NV 23.11 not in-lining with -Minline (works with 23.5)

Hi,

I am trying to compile a do concurrent code for offload.

I have several loops that call functions in them, and even though the functions are “pure”, NV does not support them yet.

Therefore, I inline the functions with “-Minline:” which in-lines most of the them, but for some I have to manually specify the functions with this flag:

-Minline=reshape,name:boost,interp,s2c,c2s,sv2cv

With NV 23.5 this works fine. However, for NV23.11 I get:

NVFORTRAN-S-1074-Procedure call in Do Concurrent is not supported yet

and cannot compile the code.

Have the in-lining flags been changed?

Thanks!

– Ron

No, the inline flags haven’t changed. Though I’m not sure what did change to cause the routines not to be inlined.

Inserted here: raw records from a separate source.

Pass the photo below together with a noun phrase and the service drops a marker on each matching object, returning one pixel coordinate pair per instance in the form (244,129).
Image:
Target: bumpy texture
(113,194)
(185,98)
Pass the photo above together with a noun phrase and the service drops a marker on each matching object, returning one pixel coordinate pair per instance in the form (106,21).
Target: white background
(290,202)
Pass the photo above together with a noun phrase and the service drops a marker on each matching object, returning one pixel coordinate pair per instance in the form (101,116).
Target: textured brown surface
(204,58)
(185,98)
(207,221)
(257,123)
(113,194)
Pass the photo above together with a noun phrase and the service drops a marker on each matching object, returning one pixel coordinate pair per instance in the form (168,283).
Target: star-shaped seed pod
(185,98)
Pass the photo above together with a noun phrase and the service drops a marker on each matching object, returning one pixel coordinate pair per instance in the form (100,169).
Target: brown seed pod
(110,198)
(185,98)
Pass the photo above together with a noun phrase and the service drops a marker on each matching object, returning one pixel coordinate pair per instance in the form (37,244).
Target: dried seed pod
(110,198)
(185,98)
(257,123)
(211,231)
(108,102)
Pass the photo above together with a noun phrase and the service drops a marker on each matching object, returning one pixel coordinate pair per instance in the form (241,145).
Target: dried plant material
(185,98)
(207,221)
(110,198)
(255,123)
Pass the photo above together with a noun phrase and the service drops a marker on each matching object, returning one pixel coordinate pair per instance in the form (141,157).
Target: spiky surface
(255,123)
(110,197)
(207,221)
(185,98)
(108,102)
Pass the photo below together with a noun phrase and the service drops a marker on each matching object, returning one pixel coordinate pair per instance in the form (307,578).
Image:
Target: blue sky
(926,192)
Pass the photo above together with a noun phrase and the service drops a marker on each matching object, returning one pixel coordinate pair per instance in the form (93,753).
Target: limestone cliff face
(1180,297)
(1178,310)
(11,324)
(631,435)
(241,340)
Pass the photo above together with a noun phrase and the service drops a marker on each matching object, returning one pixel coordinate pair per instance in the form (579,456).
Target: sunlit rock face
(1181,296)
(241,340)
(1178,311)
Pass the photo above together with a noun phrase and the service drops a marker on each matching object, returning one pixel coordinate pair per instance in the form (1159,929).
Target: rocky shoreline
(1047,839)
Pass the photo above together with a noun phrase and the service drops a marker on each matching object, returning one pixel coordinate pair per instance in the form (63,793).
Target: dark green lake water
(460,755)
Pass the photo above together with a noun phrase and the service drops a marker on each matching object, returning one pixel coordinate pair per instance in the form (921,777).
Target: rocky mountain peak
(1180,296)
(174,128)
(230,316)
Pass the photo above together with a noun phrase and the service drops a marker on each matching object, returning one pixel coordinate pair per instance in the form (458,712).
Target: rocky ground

If you add the flag “-Minfo=inline”, does the compiler feedback messages tell you anything like why it can’t inline a particular routine?

Hi,

I get:

mpif90 -Minline -O3 -march=native -stdpar=gpu -gpu=cc86 -I/opt/psi/nv/ext_deps/deps/hdf4/include -I/opt/psi/nv/ext_deps/deps/hdf5/include -c mas_sed_expmac.f -o mas.o
NVFORTRAN-S-1074-Procedure call in Do Concurrent is not supported yet (mas_sed_expmac.f: 27954)
NVFORTRAN-S-1074-Procedure call in Do Concurrent is not supported yet (mas_sed_expmac.f: 27991)
NVFORTRAN-S-1074-Procedure call in Do Concurrent is not supported yet (mas_sed_expmac.f: 28035)
0 inform, 0 warnings, 3 severes, 0 fatal for load_matrix_t_solve
NVFORTRAN-S-1074-Procedure call in Do Concurrent is not supported yet (mas_sed_expmac.f: 33890)
0 inform, 0 warnings, 1 severes, 0 fatal for advparticles
NVFORTRAN-S-1074-Procedure call in Do Concurrent is not supported yet (mas_sed_expmac.f: 38050)
0 inform, 0 warnings, 1 severes, 0 fatal for advte
NVFORTRAN-S-1074-Procedure call in Do Concurrent is not supported yet (mas_sed_expmac.f: 53248)
0 inform, 0 warnings, 1 severes, 0 fatal for initialize_heating
NVFORTRAN-S-1074-Procedure call in Do Concurrent is not supported yet (mas_sed_expmac.f: 54284)
0 inform, 0 warnings, 1 severes, 0 fatal for heating
make: *** [Makefile:58: mas.o] Error 2

When I turn on -Minfo=inline it shows a LOT of output of what it was able and not able to inline.
However, for the specific lines mentioned above (the ones in DC that matter), there is no report as to why it inlined or did not inline.
It seems it is hitting the erro about a procedure in DC before it has a chance to try to inline?
Maybe the order of processing/error-checking has changed?

– Ron

A couple of questions that might help us identify what’s going on or ask the appropriate person what behavior may have changed:

Can you provide a pared down, small reproducing example that behaves differently w/ 23.5 then it does w/ 23.11? You might be able to get this quickly from cutting down one of the files that fails to compile with 23.11, but works with 23.5. This will be vital for understanding the behavior you’re seeing. I played w/ a couple of examples I could think up - and I couldn’t reproduce the behavior or see any differences in 23.11 vs 23.5. However, that just means we need more guidance to identify the edge case you may be encountering.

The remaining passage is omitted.